I have a dictionary:
{'Consulting': {'Deloitte', 'EY', 'KPMG', 'PwC'},
'Education': {'.edu', 'College', 'University'},
'Government':{'state','.gov','city'},
'Corporate':{'corpor','consumer','care'},
...... etc.}
I have a dataframe:
Sno Text column1 column2 ......
1 Deloitte.com
2 Texas.gov
3 smi@EY.com
4 UTD.edu
5 rapper@corporate.com
..... etc.
I want to use the dictionary to categorize the dataframe and build a column Category, like this:
Sno Text Category column1 column2 ......
1 Deloitte.com Consulting
2 Texas.gov Government
3 smi@EY.com Consulting
4 UTD.edu Education
5 rapper@corporate.com Corporate
..... etc.
How can I utilize the dictionary with multiple values in python to find a full phrase or part of the phrase in the Text column and categorize it? Can we also use the same logic in case 2 matches exist?

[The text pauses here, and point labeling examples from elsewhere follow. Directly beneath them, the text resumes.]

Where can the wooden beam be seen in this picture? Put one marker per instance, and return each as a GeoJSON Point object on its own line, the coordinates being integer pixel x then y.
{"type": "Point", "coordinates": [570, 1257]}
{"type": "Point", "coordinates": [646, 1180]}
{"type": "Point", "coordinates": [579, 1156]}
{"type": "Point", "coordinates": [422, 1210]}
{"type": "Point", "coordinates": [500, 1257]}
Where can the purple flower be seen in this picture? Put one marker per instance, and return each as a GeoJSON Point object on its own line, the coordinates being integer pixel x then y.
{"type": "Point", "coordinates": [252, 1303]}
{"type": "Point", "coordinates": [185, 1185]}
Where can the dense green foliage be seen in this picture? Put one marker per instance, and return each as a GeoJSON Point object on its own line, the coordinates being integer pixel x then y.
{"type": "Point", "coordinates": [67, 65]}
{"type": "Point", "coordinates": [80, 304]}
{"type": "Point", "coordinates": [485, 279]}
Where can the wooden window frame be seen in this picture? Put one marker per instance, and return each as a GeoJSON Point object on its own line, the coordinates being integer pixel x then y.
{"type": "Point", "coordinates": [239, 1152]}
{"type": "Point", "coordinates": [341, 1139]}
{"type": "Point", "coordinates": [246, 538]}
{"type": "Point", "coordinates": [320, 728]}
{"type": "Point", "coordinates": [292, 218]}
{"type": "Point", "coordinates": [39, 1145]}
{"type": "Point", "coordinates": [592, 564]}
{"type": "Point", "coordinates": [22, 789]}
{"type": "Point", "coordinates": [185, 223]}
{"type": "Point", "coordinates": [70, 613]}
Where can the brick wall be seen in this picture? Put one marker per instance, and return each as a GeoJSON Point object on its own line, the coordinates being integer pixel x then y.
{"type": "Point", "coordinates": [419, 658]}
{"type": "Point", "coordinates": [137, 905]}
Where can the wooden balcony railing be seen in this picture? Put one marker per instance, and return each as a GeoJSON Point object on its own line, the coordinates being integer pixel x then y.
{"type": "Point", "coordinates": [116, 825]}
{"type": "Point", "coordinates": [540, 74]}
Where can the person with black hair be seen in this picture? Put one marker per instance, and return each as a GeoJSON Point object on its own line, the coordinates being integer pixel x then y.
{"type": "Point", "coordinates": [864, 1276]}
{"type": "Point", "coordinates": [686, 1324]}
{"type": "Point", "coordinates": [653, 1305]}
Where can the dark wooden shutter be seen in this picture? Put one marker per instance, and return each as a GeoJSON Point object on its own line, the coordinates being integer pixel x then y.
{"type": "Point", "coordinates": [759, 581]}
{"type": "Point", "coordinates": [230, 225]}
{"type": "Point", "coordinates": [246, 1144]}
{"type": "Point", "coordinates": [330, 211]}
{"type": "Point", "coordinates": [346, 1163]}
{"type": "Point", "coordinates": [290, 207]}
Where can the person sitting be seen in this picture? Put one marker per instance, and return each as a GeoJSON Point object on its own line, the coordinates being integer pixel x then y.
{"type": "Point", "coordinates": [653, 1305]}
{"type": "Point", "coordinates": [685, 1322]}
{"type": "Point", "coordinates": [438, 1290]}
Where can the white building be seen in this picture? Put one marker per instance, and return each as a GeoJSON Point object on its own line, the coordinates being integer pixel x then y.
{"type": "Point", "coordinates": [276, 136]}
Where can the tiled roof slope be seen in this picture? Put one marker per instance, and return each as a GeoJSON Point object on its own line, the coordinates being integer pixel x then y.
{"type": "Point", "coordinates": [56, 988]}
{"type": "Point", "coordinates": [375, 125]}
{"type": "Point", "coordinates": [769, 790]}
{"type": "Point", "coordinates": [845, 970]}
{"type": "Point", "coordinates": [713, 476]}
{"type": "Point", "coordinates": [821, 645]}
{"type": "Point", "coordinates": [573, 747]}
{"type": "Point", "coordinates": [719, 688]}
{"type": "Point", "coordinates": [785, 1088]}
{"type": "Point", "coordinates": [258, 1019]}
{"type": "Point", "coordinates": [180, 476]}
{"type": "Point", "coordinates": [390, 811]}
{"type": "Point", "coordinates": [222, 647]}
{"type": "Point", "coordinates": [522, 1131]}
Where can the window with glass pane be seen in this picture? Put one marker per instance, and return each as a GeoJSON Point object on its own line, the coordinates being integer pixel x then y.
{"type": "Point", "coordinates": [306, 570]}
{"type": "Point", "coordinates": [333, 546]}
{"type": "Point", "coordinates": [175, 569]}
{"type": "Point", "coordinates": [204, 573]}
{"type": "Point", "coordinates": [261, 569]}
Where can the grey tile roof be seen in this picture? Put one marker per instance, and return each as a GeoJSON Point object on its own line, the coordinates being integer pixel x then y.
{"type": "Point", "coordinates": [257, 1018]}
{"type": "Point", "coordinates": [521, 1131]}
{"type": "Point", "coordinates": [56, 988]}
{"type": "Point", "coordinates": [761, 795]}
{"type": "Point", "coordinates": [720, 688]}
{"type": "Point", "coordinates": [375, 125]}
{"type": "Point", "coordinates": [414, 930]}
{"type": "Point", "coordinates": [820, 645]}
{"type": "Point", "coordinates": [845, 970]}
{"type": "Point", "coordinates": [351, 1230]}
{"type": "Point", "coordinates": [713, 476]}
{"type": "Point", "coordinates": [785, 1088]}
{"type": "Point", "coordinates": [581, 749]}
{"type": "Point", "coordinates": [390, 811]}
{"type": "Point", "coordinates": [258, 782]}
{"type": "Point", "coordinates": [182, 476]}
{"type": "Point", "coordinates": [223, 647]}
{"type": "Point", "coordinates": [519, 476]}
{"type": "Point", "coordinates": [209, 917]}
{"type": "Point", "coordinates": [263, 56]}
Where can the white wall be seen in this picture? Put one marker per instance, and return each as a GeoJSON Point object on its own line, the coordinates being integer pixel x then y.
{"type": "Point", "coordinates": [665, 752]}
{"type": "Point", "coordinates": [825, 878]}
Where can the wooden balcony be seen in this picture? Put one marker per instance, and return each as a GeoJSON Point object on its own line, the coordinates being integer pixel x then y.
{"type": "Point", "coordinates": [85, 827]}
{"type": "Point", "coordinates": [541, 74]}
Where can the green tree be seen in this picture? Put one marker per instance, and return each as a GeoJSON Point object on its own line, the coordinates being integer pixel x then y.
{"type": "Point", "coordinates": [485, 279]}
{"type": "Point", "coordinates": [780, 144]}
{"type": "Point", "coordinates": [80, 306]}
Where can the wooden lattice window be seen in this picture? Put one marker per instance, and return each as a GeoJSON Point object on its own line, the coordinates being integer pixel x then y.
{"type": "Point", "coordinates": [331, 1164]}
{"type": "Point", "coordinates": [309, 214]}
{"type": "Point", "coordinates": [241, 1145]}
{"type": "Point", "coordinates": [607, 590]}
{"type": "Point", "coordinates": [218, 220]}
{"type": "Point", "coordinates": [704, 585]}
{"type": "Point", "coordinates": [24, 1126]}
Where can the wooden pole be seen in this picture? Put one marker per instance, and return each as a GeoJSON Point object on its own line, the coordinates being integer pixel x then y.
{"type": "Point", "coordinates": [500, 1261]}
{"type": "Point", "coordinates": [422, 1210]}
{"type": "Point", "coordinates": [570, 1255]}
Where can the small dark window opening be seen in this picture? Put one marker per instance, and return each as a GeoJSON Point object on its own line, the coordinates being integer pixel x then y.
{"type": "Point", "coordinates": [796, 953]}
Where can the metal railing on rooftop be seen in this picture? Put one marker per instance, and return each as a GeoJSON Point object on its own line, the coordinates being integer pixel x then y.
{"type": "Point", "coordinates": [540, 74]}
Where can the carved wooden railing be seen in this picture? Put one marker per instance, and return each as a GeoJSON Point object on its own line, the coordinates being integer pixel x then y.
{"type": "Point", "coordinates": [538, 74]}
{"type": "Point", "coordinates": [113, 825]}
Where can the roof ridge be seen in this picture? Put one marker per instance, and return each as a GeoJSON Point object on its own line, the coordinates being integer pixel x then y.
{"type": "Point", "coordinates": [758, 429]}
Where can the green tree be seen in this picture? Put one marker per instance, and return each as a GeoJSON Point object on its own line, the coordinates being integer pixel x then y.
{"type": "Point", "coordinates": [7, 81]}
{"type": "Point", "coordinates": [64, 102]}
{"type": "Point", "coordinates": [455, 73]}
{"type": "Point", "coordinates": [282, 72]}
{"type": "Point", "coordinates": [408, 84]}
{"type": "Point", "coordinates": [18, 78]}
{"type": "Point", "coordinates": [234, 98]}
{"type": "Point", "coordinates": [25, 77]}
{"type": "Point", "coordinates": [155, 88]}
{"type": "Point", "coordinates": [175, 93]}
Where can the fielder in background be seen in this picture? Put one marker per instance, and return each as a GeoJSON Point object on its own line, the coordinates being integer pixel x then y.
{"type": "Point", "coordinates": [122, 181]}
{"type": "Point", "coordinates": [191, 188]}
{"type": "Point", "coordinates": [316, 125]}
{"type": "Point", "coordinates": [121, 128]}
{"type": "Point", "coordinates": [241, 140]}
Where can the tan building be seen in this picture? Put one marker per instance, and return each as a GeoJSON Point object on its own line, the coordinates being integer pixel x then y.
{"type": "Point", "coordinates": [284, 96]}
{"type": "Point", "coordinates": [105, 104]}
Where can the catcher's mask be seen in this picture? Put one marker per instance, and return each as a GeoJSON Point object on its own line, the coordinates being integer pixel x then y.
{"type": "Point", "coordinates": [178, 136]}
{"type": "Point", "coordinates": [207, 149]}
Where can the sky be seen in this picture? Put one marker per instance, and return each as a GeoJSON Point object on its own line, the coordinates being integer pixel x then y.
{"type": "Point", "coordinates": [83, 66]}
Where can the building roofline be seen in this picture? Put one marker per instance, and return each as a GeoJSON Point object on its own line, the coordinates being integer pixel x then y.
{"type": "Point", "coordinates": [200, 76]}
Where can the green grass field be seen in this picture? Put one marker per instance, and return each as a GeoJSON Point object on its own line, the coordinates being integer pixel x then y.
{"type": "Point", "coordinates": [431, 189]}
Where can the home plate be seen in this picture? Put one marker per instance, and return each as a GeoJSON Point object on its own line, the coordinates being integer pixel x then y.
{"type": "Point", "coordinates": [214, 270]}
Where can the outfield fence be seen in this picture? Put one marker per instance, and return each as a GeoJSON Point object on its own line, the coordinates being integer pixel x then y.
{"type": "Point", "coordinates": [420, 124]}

What will happen then?
Also, might sound vague, but the reason I am using Dictionary is that we can map multiple values to one category, is there a better way to do it without the dictionary?
IIUC after re-create your dict
do with findall
, then map it back
newdict = {i: k for k, v in d.items() for i in v}
df.Text.str.findall('|'.join(newdict.keys())).str[0].map(newdict)
Out[431]:
0 Consulting
1 Government
2 Consulting
3 Education
4 Corporate
Name: Text, dtype: object
df['cate']=df.Text.str.findall('|'.join(newdict.keys())).str[0].map(newdict)